Nick is a 65-year-old semi-retired freelance writer. He’s the founder of Pounds and Sense. Nick says:

“If you’re aged 50 or over, you can book a free Pension Wise appointment to discuss your pension options with a trained adviser. Pension Wise is a government service that offers free, impartial guidance about your defined contribution pension options.

Whatever your age, it’s important to think about how much income you will need in retirement and plan accordingly. A recent survey by Which? magazine found that for a comfortable retirement (by no means a luxurious one) couples typically need £28,000 a year and single people £20,000. Your State Pension will only cover part of this, so it’s essential to ensure you have a large enough pension pot to bring your income up to the required level when the time comes.

My thoughts as a self-employed person in my 40s

I’ll end this article with a few tips from me, based on experience and learnings with my own pension. I didn’t start saving money into my pension until I was 32. I was a late starter, a huge financial regret. The consequence of this is that I’ve missed out on contributions from myself and my employers for 10 years of my early career, plus the compounding effect of these contributions increasing in value.

Alas, this is the past and there’s nothing I can do to change this. All I can impact is the future! Good life lesson in general is that. I did start to contribute to a workplace pension from age 32 to 37 and built an OK sized pot. I became self-employed aged 37 and consolidated my pots with PensionBee and now add pension contributions on an adhoc basis.

I’ve set up a pot within my Starling business banking for pension contributions. Every time I receive invoice income, I go to my pots section of my app and allocate money across them. Some money goes to the monthly bills/spending pot, some goes to tax, some goes to the holiday pot, and some goes to my pension pot. I then transfer this money over to my pension every few months. I only transfer money into my pension when I’m confident that cash flow is good, for now and for the future.
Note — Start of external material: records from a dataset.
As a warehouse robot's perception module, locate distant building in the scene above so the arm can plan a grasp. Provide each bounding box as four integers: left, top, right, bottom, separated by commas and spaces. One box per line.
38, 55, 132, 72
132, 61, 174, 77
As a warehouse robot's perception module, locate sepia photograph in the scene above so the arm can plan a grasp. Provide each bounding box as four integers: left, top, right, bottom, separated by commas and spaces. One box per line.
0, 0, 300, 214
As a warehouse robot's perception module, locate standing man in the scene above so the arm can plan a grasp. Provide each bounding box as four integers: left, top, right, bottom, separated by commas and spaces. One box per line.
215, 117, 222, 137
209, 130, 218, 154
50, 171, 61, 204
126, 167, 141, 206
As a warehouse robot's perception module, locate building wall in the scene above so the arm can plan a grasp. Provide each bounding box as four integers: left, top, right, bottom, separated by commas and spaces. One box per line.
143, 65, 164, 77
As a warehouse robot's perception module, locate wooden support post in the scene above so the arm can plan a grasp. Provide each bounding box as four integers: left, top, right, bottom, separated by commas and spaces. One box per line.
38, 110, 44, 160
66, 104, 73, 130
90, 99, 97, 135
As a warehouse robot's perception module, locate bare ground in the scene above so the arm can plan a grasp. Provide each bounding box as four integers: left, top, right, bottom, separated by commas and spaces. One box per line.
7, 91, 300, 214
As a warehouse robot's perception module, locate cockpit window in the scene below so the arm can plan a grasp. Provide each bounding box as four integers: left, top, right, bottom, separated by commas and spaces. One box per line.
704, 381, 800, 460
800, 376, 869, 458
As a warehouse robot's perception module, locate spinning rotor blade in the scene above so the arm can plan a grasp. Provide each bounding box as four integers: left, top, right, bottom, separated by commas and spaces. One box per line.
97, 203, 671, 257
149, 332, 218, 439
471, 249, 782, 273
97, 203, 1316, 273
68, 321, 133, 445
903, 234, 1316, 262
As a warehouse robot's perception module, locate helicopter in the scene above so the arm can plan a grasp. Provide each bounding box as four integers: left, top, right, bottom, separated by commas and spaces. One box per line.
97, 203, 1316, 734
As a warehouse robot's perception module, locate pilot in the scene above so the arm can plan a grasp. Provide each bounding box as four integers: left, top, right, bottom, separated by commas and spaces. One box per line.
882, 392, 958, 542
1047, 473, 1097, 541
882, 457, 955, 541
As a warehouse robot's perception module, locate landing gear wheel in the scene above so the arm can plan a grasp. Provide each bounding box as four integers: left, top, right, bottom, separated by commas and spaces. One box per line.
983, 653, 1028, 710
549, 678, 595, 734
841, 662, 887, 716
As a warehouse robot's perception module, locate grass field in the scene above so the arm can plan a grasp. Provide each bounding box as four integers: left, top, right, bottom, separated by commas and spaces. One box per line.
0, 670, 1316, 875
Also when my emergency fund is fully topped up with three to six months of essential expenses.

I’ve created a pension pot goal, calculated using PensionBee’s pension calculator. I know my current pension value and roughly what that could be worth at my proposed retirement age of 60. I’ve also calculated how much I need to add on an annual basis between now (aged 44) and then (aged 60) to reach my goal.

This all helps me to feel in control and stay on track with my savings and pensions goals. And hopefully I can retire a bit earlier than 60, ha-ha. Wishful thinking!

Risk warning

As always with investments, your capital is at risk. The value of your investment can go down as well as up, and you may get back less than you invest. This information should not be regarded as financial advice.

Lynn Beattie is a PensionBee customer and CEO/Founder of Mrs Mummypenny, a personal finance website. She is also an ACMA management Accountant, previously working in commercial finance for Tesco, EE & HSBC. Lynn is a single mum to three boys, living in Hertfordshire, and is the author of ‘The Money Guide to Transform Your Life‘ published in September 2020.